I hadn't really heard of the TPU chips until a couple weeks ago when my boss told me about how he uses USB versions for at-home ML processing of his closed network camera feeds. At first I thought he was using NVIDIA GPUs in some sort of desktop unit and just burning energy...but I looked the USB things up and they're wildly efficient and he says they work just fine for his applications. I was impressed.

[–] darkevilmac@lemmy.zip 8 points 4 months ago

Yeah they're pretty impressive for some at home stuff and they're not even that costly.

[–] dan@upvote.au 8 points 4 months ago

The Coral is fantastic for use cases that don't need large models. Object recognition for security cameras (using Blue Iris or Frigate) is a common use case, but you can also do things like object tracking (track where individual objects move in a video), pose estimation, keyphrase detection, sound classification, and more.

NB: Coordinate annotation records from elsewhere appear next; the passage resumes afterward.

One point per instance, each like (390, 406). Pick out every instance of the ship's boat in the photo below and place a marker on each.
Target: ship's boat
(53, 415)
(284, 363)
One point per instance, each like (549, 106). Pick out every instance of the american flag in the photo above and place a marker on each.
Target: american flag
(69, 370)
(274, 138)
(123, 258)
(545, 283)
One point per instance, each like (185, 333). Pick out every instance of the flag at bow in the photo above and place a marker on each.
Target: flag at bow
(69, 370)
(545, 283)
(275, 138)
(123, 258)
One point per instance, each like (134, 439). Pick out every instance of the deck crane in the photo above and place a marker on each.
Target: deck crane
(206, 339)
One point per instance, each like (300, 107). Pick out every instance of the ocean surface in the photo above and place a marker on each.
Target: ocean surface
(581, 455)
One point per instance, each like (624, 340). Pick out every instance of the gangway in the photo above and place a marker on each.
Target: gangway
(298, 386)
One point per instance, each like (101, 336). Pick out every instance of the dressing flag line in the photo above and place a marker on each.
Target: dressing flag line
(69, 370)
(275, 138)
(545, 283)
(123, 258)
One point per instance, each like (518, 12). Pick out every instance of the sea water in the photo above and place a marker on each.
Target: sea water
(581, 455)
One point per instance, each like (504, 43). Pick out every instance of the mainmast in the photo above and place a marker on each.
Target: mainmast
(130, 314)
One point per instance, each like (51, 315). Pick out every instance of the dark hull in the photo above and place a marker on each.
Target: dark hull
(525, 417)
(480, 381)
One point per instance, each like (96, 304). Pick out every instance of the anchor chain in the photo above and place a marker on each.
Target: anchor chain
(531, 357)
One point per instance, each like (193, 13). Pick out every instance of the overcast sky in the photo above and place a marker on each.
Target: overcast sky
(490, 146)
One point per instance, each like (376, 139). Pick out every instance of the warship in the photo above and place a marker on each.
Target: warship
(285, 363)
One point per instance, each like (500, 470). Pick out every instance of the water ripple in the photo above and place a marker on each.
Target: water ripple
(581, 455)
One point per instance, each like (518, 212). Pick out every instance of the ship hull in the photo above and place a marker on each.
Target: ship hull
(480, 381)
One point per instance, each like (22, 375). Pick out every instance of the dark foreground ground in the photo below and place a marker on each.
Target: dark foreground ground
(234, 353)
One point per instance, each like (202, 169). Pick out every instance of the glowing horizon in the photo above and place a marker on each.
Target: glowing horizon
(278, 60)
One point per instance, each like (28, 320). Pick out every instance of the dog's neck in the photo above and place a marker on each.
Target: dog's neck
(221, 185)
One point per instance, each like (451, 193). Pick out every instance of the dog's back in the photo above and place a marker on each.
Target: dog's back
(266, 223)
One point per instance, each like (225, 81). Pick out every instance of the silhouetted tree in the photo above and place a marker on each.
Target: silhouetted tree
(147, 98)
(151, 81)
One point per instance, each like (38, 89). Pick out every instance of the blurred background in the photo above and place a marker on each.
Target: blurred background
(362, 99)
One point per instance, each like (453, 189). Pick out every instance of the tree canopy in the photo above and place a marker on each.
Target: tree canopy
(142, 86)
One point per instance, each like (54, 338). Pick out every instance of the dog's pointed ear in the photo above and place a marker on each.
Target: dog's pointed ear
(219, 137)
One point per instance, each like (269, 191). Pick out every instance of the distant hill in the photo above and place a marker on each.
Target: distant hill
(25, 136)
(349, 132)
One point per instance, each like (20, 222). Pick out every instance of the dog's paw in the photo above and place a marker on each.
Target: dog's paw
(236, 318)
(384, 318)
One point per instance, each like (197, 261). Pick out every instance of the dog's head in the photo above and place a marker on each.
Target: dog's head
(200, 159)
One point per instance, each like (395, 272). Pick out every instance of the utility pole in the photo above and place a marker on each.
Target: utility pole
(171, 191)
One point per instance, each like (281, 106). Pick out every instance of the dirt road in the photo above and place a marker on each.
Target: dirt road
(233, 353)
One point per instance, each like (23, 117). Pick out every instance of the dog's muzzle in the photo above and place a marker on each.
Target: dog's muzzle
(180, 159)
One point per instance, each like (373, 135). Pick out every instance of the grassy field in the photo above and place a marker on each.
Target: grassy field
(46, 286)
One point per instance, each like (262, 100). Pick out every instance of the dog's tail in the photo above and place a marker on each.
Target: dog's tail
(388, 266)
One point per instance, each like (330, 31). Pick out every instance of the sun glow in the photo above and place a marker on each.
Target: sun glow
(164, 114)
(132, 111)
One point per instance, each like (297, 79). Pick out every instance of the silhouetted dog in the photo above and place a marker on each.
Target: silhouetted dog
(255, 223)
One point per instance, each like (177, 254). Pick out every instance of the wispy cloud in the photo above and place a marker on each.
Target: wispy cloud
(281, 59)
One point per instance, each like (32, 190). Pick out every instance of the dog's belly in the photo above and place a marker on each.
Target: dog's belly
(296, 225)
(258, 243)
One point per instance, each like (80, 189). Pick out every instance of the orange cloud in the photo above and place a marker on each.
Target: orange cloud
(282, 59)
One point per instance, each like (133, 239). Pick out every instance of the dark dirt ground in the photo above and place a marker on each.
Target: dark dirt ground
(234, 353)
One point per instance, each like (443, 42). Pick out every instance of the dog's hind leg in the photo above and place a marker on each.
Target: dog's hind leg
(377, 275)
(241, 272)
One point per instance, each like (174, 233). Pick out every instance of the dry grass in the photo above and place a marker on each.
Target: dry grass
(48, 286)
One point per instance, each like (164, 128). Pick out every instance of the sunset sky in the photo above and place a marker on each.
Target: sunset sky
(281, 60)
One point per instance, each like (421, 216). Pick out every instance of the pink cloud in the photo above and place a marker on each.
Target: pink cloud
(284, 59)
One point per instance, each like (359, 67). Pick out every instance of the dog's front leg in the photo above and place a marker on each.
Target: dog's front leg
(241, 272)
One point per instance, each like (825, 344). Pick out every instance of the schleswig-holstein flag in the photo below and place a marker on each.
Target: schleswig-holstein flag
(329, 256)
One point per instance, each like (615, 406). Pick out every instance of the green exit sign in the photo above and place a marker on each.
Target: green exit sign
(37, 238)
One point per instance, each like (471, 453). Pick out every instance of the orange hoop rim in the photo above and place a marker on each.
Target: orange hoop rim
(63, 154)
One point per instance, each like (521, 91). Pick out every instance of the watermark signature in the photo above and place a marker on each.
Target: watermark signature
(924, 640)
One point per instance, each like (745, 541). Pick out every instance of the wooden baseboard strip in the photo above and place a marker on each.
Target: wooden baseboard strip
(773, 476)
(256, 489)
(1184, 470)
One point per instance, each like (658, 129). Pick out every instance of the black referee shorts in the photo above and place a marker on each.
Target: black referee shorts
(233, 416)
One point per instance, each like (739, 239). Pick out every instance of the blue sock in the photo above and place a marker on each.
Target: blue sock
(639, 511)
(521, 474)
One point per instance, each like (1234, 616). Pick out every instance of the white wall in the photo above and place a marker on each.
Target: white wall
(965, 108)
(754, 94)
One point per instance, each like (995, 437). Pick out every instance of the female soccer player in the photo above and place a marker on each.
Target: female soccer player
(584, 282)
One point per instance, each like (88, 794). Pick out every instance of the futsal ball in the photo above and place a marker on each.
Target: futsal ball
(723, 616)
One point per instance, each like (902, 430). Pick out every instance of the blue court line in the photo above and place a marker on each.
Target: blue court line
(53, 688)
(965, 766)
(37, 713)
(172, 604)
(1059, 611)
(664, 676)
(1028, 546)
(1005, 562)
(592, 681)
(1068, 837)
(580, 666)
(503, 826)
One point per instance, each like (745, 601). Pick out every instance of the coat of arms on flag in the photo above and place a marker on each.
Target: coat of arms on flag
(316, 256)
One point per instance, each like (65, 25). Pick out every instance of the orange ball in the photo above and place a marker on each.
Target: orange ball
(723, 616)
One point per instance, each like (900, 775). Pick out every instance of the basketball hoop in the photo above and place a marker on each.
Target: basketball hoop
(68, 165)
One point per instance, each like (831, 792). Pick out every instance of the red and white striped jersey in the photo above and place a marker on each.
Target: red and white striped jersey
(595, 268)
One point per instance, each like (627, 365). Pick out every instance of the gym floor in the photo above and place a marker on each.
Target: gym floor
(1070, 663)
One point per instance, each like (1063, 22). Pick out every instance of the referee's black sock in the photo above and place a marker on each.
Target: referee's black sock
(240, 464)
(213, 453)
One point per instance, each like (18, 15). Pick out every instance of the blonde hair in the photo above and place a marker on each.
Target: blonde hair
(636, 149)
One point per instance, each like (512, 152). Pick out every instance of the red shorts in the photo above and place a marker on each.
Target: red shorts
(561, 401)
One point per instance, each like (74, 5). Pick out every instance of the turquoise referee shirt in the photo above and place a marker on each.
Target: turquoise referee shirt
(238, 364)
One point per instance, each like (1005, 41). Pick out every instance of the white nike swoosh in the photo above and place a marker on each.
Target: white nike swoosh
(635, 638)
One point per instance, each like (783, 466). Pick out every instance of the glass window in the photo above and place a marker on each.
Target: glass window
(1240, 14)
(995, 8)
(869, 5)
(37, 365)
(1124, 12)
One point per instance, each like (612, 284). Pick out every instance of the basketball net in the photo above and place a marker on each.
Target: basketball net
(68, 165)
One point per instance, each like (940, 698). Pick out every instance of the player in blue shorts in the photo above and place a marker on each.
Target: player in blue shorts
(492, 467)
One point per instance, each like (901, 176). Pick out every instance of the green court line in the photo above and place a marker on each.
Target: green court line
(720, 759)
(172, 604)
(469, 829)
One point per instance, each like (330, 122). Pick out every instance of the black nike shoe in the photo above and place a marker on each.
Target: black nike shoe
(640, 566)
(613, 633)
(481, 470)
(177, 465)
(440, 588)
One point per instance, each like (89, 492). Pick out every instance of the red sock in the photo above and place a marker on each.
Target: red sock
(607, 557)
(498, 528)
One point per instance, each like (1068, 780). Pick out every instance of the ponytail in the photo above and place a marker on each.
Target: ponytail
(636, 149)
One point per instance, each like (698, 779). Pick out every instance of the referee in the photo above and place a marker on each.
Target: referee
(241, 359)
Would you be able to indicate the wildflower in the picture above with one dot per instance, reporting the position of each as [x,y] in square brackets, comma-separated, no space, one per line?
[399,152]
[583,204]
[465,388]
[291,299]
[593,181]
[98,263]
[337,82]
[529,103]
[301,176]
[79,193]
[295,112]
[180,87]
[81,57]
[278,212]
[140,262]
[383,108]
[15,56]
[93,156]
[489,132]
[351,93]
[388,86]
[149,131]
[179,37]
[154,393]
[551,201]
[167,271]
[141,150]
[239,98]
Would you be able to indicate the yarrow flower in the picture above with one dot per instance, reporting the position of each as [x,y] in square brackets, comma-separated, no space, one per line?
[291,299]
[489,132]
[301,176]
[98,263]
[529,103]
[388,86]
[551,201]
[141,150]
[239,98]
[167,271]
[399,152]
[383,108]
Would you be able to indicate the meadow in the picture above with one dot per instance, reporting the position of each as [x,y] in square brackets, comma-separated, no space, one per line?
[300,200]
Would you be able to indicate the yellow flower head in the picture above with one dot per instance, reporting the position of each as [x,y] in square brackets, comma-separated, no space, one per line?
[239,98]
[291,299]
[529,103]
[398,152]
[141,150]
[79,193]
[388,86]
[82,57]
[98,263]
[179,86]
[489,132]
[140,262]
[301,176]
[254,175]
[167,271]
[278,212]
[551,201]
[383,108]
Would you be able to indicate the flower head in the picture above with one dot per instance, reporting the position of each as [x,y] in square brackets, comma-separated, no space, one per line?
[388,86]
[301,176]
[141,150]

It runs Tensorflow Lite, so you can also build your own models.

Pretty good for a $25 device!

[–] dan@upvote.au 6 points 4 months ago* (last edited 4 months ago)

I'm pretty sure Google uses their TPU chips

The Coral ones? They don't have nearly enough RAM to handle LLMs - they only have 8MB RAM and only support small Tensorflow Lite models.

Google might have some custom-made non-public chips though - a lot of the big tech companies are working on that.

instead of a regular GPU

I wouldn't call them regular GPUs... AI use cases often use products like the Nvidia H100, which are specifically designed for AI. They don't have any video output ports.